No antigo blog Filosofando eu comecei um trabalho que pretendo terminar. Colecionar num único livro a vida de mulheres que representaram um papel importante na História do mundo.

O texto a seguir já foi publicado no Filosofando mas quero dar continuidade ao projeto republicando aqui os primeiros trabalhos.

Já escrevi sobre Eva, Hatchepsut e Débora. Para os que não leram ainda será novidade, quem já leu pode reler novamente e deixar novos comentários. Logo o Filosofando vai sair da rede e o texto só se encontrará aqui.

 Eva

Segundo o judaísmo, o cristianismo e o islamismo, a primeira mulher, criada por Deus, foi Eva. Para o judaísmo e cristianismo a fonte textual que narra a criação do mundo e dos seres humanos é a mesma, o Bareshit hebraico que tem o nome de Gênesis nas Bíblias cristãs narram que no sexto dia da criação Deus resolveu criar o gênero humano, apenas um casal, que deveriam se multiplicar e encher a Terra.
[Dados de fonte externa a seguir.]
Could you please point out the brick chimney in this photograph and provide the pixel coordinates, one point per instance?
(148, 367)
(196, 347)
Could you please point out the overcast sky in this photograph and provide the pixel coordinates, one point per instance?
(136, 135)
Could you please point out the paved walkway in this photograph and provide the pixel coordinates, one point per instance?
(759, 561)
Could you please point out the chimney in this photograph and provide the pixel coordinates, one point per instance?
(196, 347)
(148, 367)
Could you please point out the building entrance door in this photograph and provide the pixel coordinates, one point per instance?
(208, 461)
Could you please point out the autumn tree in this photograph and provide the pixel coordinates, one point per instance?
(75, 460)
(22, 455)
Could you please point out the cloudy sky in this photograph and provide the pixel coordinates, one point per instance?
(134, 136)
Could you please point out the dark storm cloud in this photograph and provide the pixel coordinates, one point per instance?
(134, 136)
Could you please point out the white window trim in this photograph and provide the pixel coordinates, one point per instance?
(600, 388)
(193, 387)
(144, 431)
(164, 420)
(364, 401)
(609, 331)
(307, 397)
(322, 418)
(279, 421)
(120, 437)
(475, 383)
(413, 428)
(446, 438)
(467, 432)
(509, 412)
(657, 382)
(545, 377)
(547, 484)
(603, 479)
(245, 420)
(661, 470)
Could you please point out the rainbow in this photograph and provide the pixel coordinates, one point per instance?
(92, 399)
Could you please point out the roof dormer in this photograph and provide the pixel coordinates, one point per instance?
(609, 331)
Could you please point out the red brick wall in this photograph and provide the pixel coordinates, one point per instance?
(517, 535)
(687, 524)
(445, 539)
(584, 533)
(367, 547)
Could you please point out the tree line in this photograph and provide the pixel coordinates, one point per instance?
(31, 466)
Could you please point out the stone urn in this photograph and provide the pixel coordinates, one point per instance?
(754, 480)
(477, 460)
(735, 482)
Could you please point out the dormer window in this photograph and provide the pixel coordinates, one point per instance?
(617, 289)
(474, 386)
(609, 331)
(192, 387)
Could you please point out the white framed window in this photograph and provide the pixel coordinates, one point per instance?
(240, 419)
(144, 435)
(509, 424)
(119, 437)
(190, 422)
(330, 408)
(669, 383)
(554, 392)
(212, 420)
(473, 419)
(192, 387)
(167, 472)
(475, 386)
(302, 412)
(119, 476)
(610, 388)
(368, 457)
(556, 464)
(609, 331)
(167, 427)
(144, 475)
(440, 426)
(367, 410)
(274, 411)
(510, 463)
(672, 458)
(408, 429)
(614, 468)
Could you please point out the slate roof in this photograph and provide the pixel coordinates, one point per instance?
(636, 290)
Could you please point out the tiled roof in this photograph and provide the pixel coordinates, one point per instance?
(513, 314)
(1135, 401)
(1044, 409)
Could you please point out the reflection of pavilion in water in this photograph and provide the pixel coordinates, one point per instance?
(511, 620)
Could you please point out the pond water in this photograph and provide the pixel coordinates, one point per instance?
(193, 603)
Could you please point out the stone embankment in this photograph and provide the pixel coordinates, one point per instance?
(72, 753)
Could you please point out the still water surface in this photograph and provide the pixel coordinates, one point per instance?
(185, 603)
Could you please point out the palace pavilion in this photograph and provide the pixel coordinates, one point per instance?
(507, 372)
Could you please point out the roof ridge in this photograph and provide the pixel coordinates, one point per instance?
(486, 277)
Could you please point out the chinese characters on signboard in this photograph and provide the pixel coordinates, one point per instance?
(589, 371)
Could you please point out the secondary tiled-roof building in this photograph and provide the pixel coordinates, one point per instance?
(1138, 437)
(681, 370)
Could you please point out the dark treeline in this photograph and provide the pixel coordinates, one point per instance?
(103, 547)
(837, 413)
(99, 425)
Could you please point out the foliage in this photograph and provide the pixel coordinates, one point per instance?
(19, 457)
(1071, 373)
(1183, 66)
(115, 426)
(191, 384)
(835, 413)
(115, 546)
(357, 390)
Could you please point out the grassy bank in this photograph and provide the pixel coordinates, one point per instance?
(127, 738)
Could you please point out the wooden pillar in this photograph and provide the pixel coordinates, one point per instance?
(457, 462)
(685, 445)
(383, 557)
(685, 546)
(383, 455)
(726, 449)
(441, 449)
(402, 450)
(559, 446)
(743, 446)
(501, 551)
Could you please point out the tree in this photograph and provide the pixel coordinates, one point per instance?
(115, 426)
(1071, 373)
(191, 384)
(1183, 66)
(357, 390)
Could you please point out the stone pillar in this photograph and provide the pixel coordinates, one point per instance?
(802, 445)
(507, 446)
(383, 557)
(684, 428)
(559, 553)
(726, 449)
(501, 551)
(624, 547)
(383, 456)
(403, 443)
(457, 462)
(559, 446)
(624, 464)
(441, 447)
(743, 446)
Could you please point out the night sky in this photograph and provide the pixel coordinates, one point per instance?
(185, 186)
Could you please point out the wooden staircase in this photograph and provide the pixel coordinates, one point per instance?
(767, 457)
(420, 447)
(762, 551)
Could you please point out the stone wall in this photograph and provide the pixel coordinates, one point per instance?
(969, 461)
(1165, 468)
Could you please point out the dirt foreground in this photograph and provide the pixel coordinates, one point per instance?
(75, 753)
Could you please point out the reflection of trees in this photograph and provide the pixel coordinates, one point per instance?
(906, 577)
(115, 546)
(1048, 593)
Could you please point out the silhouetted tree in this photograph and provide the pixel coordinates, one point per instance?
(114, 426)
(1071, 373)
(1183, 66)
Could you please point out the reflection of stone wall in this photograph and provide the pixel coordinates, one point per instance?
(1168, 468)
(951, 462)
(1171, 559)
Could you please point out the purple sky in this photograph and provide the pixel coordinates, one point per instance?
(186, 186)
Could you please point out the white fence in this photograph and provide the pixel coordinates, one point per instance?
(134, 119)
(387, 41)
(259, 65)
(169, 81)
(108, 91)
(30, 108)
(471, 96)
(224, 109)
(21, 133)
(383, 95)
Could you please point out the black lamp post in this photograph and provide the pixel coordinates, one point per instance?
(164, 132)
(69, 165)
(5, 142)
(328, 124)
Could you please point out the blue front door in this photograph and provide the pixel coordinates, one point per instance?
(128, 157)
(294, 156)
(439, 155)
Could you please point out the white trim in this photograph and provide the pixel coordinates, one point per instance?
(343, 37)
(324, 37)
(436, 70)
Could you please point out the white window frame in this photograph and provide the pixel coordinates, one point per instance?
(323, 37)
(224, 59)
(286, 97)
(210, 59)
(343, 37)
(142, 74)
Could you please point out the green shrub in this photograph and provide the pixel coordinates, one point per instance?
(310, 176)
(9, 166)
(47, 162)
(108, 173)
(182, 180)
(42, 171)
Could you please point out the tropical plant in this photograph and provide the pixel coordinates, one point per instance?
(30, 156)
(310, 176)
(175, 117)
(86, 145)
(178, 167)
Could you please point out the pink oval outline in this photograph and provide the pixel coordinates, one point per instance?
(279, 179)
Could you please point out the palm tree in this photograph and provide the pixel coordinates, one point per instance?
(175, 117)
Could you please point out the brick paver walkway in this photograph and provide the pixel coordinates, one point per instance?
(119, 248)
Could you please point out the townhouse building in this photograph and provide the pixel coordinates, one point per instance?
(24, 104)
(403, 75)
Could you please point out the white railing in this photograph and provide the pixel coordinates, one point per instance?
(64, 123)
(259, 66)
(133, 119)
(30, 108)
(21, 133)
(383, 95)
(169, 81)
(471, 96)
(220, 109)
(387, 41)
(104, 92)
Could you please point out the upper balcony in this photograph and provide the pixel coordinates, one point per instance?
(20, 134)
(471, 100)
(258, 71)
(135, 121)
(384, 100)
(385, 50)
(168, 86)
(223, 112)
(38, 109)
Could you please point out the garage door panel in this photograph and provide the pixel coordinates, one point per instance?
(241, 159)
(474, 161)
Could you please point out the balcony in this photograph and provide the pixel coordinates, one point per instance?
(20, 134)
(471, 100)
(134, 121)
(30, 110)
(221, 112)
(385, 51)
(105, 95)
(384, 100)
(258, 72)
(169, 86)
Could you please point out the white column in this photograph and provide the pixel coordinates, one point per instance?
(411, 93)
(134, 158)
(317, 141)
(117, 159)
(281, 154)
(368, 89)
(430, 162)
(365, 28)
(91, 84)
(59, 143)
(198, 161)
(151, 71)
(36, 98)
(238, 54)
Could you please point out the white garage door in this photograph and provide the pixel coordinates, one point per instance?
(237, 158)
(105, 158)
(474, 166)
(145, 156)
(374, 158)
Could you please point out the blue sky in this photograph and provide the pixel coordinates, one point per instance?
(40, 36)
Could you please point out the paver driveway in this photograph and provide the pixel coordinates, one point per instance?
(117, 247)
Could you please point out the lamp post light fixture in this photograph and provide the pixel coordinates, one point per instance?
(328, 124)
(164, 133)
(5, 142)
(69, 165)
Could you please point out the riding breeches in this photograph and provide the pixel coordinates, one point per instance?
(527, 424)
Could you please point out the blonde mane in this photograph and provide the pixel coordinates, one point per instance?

Embora o livro de Gênesis seja tradicionalmente atribuído a Moisés existe um consenso entre os especialistas dos textos bíblicos de que tanto o Gênesis como os outros livros que são atribuídos a Moisés sejam uma coletânea de textos advindos de duas tradições hebraicas distintas. Os especialistas costumam chamar as duas tradições de Javistas e Eloístas. A essas tradições somam-se outras, como a sacerdotal. Esses textos teriam sido incorporados em volumes únicos por volta do reinado de Salomão, ou durante o período pós-exílio da Babilônia, formando o que se chama de Tetrateuco.

Leiam a seguir os textos das duas fontes que narram a criação do homem e da mulher.

Tradição Eloísta/Sacerdotal:

Então disse Deus: “Façamos o homem à nossa imagem, conforme a nossa semelhança.

Criou Deus o homem à sua imagem,

á imagem de Deus o criou;

homem e mulher os criou.

Gênesis 1:26, 27

Tradição Javista:

Então Deus formou o homem do pó da terra e soprou em suas narinas o fôlego da vida, e o homem se tornou um ser vivente.

… o Senhor Deus fez o homem cair em profundo sono e, enquanto este dormia, tirou-lhe uma das costelas, fechando o lugar com carne. Com a costela que havia tirado do homem, o Senhor Deus fez uma mulher e a levou até ele. Disse então o homem:

Esta, sim, é osso dos meus ossos

e carne da minha carne!

Ela será chamada mulher,

porque do homem foi tirada.

Gênesis 2:21-23

Existe um forte debate sobre se as duas correntes apresentadas fazem relatos distintos e incompatíveis da criação. Porém, a versão tradicionalmente reconhecida da história de Eva resulta da tentativa de harmonizar os dois relatos. Com isso a história de Eva se desenrola da seguinte forma: no sexto dia Deus cria primeiro o homem e depois o faz cair num sono profundo, tira-lhe uma costela e dela faz a mulher. Nesses relatos a mulher ainda não tem o nome de Eva, o homem a chama de “mulher”, “será chamada mulher, porque do homem foi tirada”, essa exclamação de Adão em forma de poema é um jogo de palavras que correspondem a homem e mulher no hebraico, respectivamente ish e isha.

O homem e a mulher viviam no Jardim do Éden e receberam instruções de Deus para que não comessem da árvore da “ciência do bem e do mal”.

Nesse momento entra em cena no drama um novo personagem a partir do capítulo 3 de Gênesis, é a serpente. Embora nos livros seguintes do Tetrateuco, nem nos que vieram depois se entre na questão do que, ou de quem seria a serpente, o Novo Testamento irá relacioná-la com o diabo.

A serpente trava um debate com a mulher e convence-a de que Deus estava privando-os de serem semelhantes a Ele. Eva come do fruto e depois oferece ao seu marido que também o come. O relato diz que “perceberam que estavam nus”, envergonharam-se e cozeram folhas de parreira para fazer roupas.

Na virada do dia Deus vem visitar o casal que por sua vez busca refugiar-se, pretendendo fugir da presença Divina. Deus pergunta porque comeram do fruto e Adão diz que a culpa tinha sido da mulher que Ele lhe tinha dado, a mulher por sua vez disse que a culpa era da serpente. Em decorrência do acontecido o casal recebe sua sentença, o homem comeria do pão com o suor do rosto, e a mulher teria “multiplicada” as dores do parto, seu desejo seria para o marido e ele a “dominaria”, e a sentença que caberia a ambos seria a de que eram pó e ao pó retornariam.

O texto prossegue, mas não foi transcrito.